The 2018 Canadian internet use survey showed, overall, 94% of Canadians had home internet access, and about 84% of the internet users bought goods or services online, spending $57.4 billion. Suppose 64 internet users with home internet access were randomly and independently sampled. Find the probability that at least 20% of those sampled currently did not buy goods or services online. Round your answers to the nearest ten-thousandth (4 decimals).

Answer 1

We first find the probability of people who did not buy goods or services online P(In and B'). For this there are two steps, first the person should be internet user P(In) and if using the net he/she should not have bought online P(B' | In) .

Given

P(In) = 94%

internet users bought goods or services online =P(B | In) = 84%

internet users not bought goods or services online =P(B' | In) = 1 - 84% = 16%

Therefore P(I and B') = P(B'| In) * P(In) ....using the formula of conditional probability

= 16% * 94%

= 0.1504

Next we treat the event as a binomial distribution where you either buy online or you don't.

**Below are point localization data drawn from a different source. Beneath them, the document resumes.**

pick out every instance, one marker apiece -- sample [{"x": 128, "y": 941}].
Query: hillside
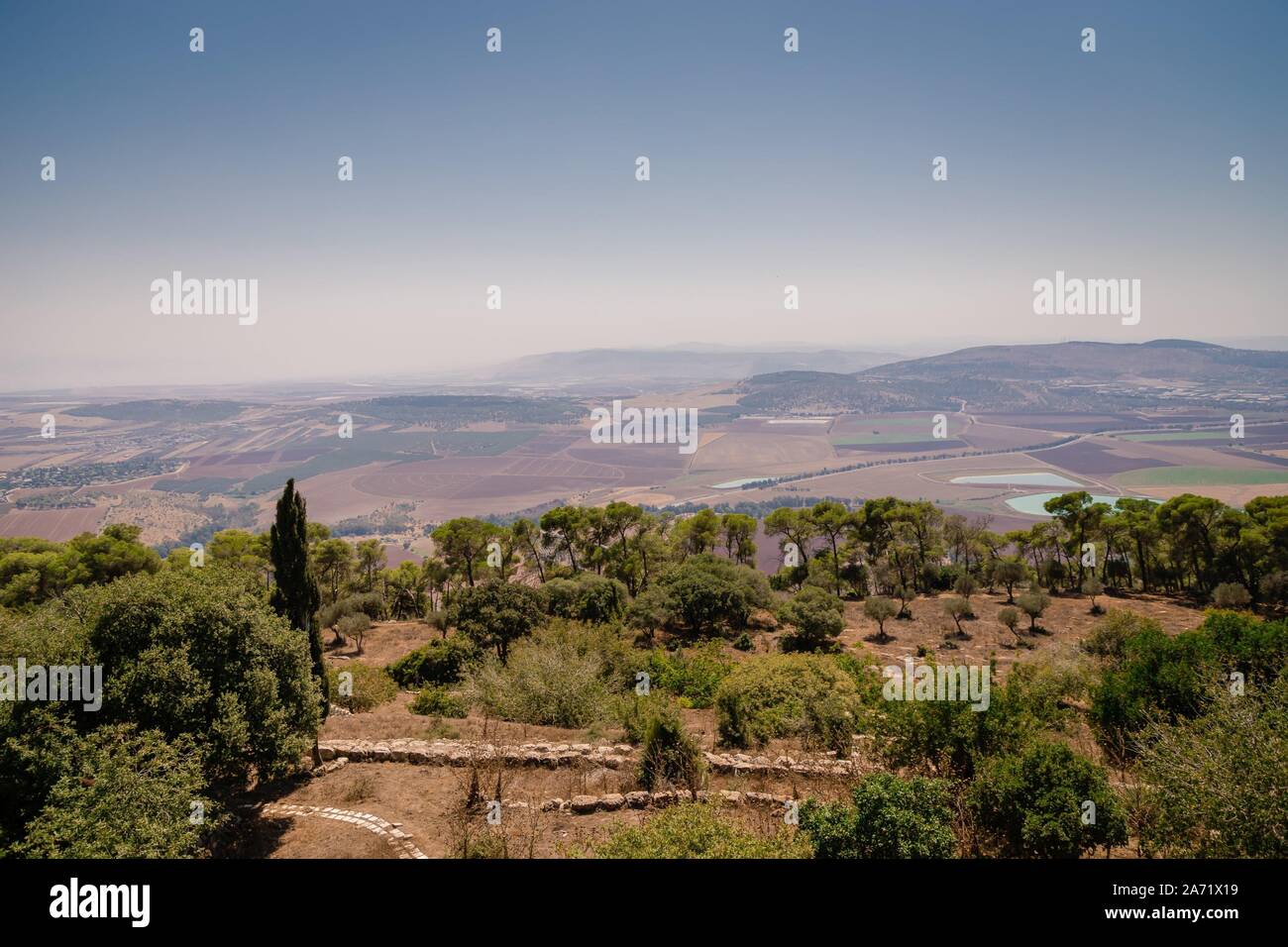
[
  {"x": 652, "y": 367},
  {"x": 1065, "y": 376}
]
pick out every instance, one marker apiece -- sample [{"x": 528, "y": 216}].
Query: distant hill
[
  {"x": 161, "y": 410},
  {"x": 652, "y": 367},
  {"x": 1065, "y": 376},
  {"x": 1168, "y": 360}
]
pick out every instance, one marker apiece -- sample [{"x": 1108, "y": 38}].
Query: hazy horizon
[{"x": 518, "y": 169}]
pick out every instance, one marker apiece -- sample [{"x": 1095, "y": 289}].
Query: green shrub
[
  {"x": 438, "y": 701},
  {"x": 200, "y": 652},
  {"x": 816, "y": 617},
  {"x": 1149, "y": 672},
  {"x": 588, "y": 596},
  {"x": 496, "y": 615},
  {"x": 804, "y": 696},
  {"x": 373, "y": 604},
  {"x": 1033, "y": 804},
  {"x": 702, "y": 595},
  {"x": 697, "y": 831},
  {"x": 949, "y": 737},
  {"x": 125, "y": 795},
  {"x": 441, "y": 661},
  {"x": 355, "y": 626},
  {"x": 887, "y": 817},
  {"x": 360, "y": 688},
  {"x": 565, "y": 676},
  {"x": 1215, "y": 784},
  {"x": 694, "y": 674},
  {"x": 1231, "y": 595},
  {"x": 668, "y": 754}
]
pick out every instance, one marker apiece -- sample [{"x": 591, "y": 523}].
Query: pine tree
[{"x": 295, "y": 594}]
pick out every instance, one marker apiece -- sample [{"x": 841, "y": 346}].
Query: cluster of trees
[
  {"x": 1190, "y": 545},
  {"x": 214, "y": 676}
]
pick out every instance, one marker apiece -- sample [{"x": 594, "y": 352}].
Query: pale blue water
[
  {"x": 1031, "y": 479},
  {"x": 1031, "y": 502}
]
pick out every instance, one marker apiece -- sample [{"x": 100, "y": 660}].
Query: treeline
[
  {"x": 1189, "y": 545},
  {"x": 213, "y": 674}
]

Now we can treat this simply as probability of not buying goods online.

p= 0.1504 n = 64

Since n > 30 and np > 10, we can use normal approximation

E(X) = np

= 9.6256

V(X)=np(1-p)

= 8.1779

S(X) = 2.8597

At least 20% of 64 means at least 12.8

P( X >= 12.8) = P( X > 12.8)  

= P( Z > 1.11)

= 1 - P( Z < 1.11)

= 1 - 0.86651 .....................using normal distribution tables.

At least 20% = 0.13349

We would normally use continuity correction since we are approximating a discrete distribution to a continuous ne. Since here 'x' was an integer so it was used directly.